## Resource Management Design in 3D-Stacked Multicore Systems for Improving Energy Efficiency

Tiansheng Zhang, Ayse K. Coskun Electrical and Computer Engineering Department, Boston University, Boston, MA, USA E-mail: {tszhang, acoskun}@bu.edu

Technology scaling and increasing power densities have led to a transition from single-core to multi-core processors, and the trend is now moving towards many-core architectures. Hundreds of millions of transistors can now be integrated on a single chip, however, they cannot be fully exploited due to interconnect/memory latency, power consumption, and yield related challenges. 3D integration is an emerging technology aiming to overcome the limitations faced by traditional (2D) design. 3D stacking enables heterogeneous integration of different technologies, increases transistor density per chip footprint, and improves system performance. In 3D systems, multiple layers are stacked on top of each other and interconnected by through-silicon-vias (TSVs). In this way, it is possible to improve yield (owing to the smaller chip area) and also tackle the latency, bandwidth, and power challenges of interconnects. In chip multiprocessors (CMPs), whose performance is typically limited by the memory access bottleneck, increased communication and memory access bandwidths are distinguishing advantages of 3D stacking. Nevertheless, the benefits offered by 3D integration may be strongly limited without an efficient management of the available resources.

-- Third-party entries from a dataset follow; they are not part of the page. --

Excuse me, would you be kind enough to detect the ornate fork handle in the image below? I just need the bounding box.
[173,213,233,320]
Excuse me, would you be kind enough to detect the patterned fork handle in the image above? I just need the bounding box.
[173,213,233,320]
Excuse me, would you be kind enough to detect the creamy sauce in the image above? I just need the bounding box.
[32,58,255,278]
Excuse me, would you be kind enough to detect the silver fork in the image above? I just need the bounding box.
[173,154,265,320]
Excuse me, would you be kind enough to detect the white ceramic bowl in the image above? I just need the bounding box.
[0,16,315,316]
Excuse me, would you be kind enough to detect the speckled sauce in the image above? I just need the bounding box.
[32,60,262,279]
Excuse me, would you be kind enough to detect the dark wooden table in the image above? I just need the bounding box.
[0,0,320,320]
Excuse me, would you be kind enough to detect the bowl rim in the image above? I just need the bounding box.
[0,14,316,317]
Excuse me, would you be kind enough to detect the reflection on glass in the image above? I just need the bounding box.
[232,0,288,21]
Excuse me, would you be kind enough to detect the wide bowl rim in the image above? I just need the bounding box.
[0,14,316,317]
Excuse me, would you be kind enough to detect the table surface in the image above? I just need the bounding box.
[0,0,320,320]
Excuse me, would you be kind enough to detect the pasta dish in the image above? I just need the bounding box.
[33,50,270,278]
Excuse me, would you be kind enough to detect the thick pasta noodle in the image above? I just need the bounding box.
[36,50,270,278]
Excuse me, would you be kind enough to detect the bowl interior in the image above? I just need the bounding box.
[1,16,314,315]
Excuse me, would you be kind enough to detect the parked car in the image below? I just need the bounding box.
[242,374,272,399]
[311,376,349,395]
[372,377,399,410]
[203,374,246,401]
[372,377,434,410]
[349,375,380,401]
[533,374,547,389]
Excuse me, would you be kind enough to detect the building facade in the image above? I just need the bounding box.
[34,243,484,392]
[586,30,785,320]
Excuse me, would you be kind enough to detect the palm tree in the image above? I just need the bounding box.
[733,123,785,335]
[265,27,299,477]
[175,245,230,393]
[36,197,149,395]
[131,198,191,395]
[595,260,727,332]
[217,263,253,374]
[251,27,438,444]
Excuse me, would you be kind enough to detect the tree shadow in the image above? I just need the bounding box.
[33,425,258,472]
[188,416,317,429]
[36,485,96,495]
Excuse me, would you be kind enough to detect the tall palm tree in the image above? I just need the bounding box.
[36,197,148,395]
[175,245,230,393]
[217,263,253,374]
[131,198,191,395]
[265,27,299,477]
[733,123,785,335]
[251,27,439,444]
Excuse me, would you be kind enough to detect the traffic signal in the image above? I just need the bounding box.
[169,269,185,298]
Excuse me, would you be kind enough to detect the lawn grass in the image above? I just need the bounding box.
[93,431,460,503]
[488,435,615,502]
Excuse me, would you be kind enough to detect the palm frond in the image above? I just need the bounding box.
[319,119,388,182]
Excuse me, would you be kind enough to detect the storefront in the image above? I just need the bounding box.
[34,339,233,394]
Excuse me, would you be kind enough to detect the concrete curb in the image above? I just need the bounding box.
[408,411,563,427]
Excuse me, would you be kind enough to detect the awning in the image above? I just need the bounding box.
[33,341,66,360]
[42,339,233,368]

Previous architecture research on 3D stacked systems focuses either on stacking memory layers on top of core logic to boost memory bandwidth or on augmenting the capabilities of planar CMPs including additional logic layers [1], [2]. In both cases, each layer has a different layout, which induces high design cost. A modular design approach on the other hand, dramatically simplifies the chip design process and reduces non recurring engineering (NRE) costs by creating a portfolio of architectures using the same mask set for manufacturing each layer. In addition, homogeneity of the system allows using the same testing protocol for each die within the stack, leading to pre-bond testability without any additional effort for test engineers. Most of the prior work on 3D stacked systems with homogeneous layers exploits the performance or energy efficiency benefits of 3D systems by considering fixed, homogeneous computational and memory resources for cores [3]. Heterogeneous multicore design, however, can bring substantial benefits in reducing energy consumption and cost. This is because applications have varying resource requirements (e.g., in terms of their cache use), which can be addressed by combining cores with different architectural resources in a single chip.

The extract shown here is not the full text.